Dead Fingers Talk: The Restored Text
Edited and with an Introduction by Oliver Harris, Professor of American Literature, Keele University
First published in 1963 and representing Burroughs’s literary breakthrough in the UK, Dead Fingers Talk is, in the words of Burroughs scholar Oliver Harris, “a prophetic work of haunting power,” a unique experiment in writing that has for too long been overlooked. Combining new material with rearranged selections from Naked Lunch and his cut-up novels The Soft Machine and The Ticket That Exploded, the book is a fascinating precursor to remix and mash-up forms in art and music, which owe much to Burroughs’s influence.
This newly restored edition of Dead Fingers Talk, based on the novel’s archival manuscripts, will delight all Burroughs fans and lovers of experimental literature, and offer a new insight into the artistic process of one of the most original and influential writers of the twentieth century.
Burroughs has been called a writer of ‘good bits’, and Harris is correct to insist that he is much more. There are, nevertheless, plenty of good bits in Dead Fingers Talk. Those who insist on holding their noses on the way past are avoiding the stink but missing a lot of fun, and neglecting one of the true originals of 20th-century literature.

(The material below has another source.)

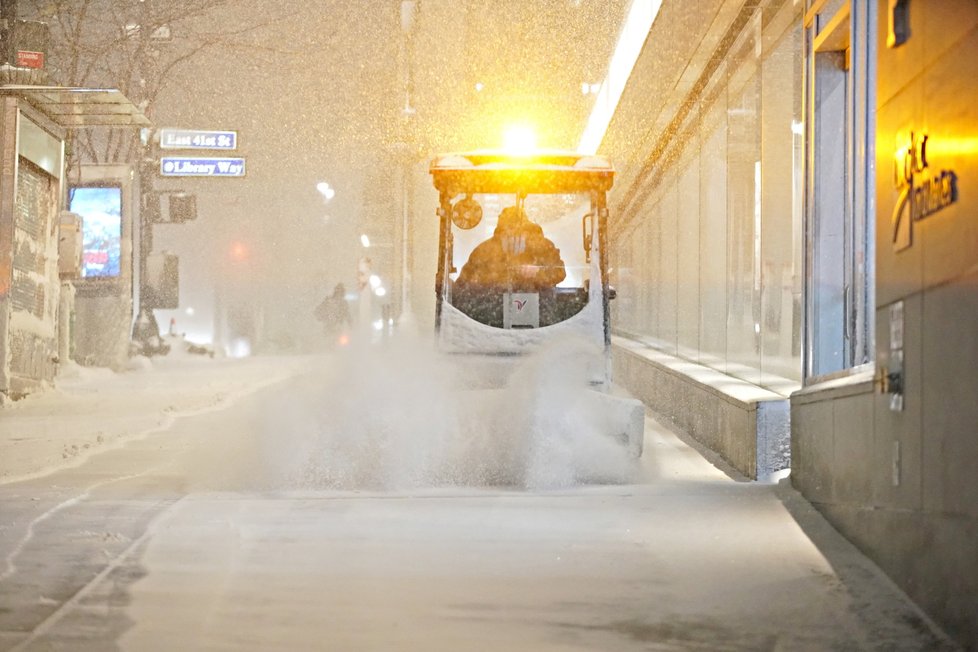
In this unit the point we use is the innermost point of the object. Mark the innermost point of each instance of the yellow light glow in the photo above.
(519, 140)
(938, 147)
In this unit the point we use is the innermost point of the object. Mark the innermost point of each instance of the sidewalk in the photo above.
(92, 409)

Widely recognized as being one of the most culturally influential, politically trenchant and innovative artists of the twentieth century, William S. Burroughs (1914–97) became a key figure in the generation of writers that emerged in the early 1950s. He was the author of eighteen novels and novellas, among them the 1959 classic Naked Lunch, six collections of short stories and four collections of essays.